Here, I feel like I have a higher threshold for sending people to the ED from the clinic or else to admit them to the ward. Example of people who walk into the clinic with systolic pressures of 80s to 90s. Maybe slightly dehydrated. Will they be okay with just a prescription of ORS? or should I send them to ED for IV rehydration? One of the good things about being here has been developing a heightened sensitivity for the “eyeball test” and clinical judgment based on just history and physical.

The medicine attending here reminded me that as a physician, he doesn’t think about the cost; if the patient needs the test or treatment, then go ahead and order it. As for the rest, leave it to social work to deal with.

I will take this advice with a grain of salt.

Sample fees:
CXR = 250 LD (liberian dollar)
Chem 4 (Na, K, Cl, Co2) = 600 LD
Clinic visit = 50 LD
ED triage =100 LD
Ward admission = 2500 LD
Ward deposit for treatment = 2000 LD

There is also a fee to pay to remove a body from the morgue when a patient dies. It is sad and ?unethical to hear (from my pediatrics colleagues) that some parents were advised by other parents to carry their sick child home when they are almost about to die, as to avoid the morgue fee.

Survival of the fittest:
I’m convinced Darwin/Spencer’s coined phrase of “survival of the fittest” exists here. And I’m grateful for it. Otherwise, my time here would be much sadder with a higher death rate. There must be some in-grain resilience that runs through the genes here. If the life expectancy in this country is so young, then anyone who’s passed that expected age essentially “passed the test”.

One success story—actually, a real miracle—is of a 70-something-year-old guy who presented to the ED in flash pulmonary edema, oxygen saturation at 33%. Extremely tachypneic and dyspneic.
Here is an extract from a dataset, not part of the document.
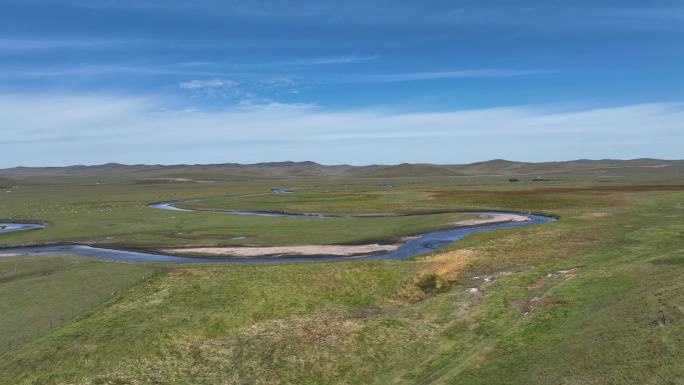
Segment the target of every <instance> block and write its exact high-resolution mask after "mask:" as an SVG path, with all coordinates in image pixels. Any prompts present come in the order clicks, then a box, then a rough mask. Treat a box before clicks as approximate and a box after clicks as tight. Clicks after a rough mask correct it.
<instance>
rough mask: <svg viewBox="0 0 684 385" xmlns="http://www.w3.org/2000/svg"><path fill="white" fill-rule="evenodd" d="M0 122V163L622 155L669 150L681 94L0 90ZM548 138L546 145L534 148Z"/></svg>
mask: <svg viewBox="0 0 684 385" xmlns="http://www.w3.org/2000/svg"><path fill="white" fill-rule="evenodd" d="M45 117H49V119H46V118H45ZM0 121H2V122H3V127H2V139H1V140H0V146H1V147H2V153H3V160H2V161H1V163H0V167H10V166H15V165H20V164H67V163H98V162H106V161H120V162H128V163H138V162H143V163H159V162H167V163H177V162H193V163H194V162H222V161H229V160H230V161H240V162H251V161H258V160H273V159H303V158H302V157H304V158H310V159H313V160H316V161H321V162H325V163H349V162H356V163H377V162H384V163H392V162H398V161H411V160H413V161H432V162H442V163H444V162H459V161H467V160H469V159H471V160H472V159H473V157H475V155H477V154H479V156H478V157H476V158H475V159H486V158H495V157H506V156H507V157H511V158H516V159H521V160H539V157H540V156H554V157H555V158H579V157H609V156H618V157H619V155H616V154H617V153H615V152H611V151H617V150H620V151H622V152H620V153H622V154H624V153H627V154H632V153H633V154H635V156H645V155H650V156H661V157H668V156H669V157H677V155H676V154H677V151H680V149H681V147H682V146H684V123H683V122H684V103H652V104H638V105H628V106H620V107H605V108H584V109H577V110H558V109H556V108H552V107H548V106H511V107H501V108H491V109H479V110H462V111H442V112H422V113H416V112H403V111H393V110H378V109H364V110H351V111H330V110H326V109H324V108H321V107H318V106H316V105H308V104H286V103H277V102H269V103H263V104H249V105H244V106H240V105H238V106H235V107H233V108H229V109H225V110H220V111H203V110H197V109H188V108H181V107H179V106H176V107H174V106H173V103H172V102H170V101H169V100H165V99H163V98H159V97H148V98H135V97H122V96H102V95H52V96H42V97H35V96H29V95H4V96H0ZM579 138H581V141H578V139H579ZM640 142H641V143H644V145H643V146H640V145H637V144H638V143H640ZM565 143H570V144H571V145H570V144H569V145H568V146H565V147H564V146H563V144H565ZM572 143H575V144H572ZM550 148H553V149H554V150H553V151H552V152H549V151H543V152H542V153H543V154H546V155H541V153H540V152H539V150H540V149H550ZM153 149H154V150H156V151H152V150H153ZM349 149H356V150H354V151H352V152H349ZM592 154H593V155H592ZM404 155H406V156H404Z"/></svg>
Diuresed him crazily, slapped on nitro, and actually survived the night with partial ambu-bagging and nonrebreather mask on 5L (that’s the max), satting at 55% to 65%. Still oriented. Day 2, O2 sat came up to 70s-80s. Day 3, O2 sat to 90%. …Amazing, something I’ll never quite wrap my head around unless the objective data I was getting was false, but still, quite a miraculous case. Now, 10 days later, will send him home soon with outpatient rehab. Yeah!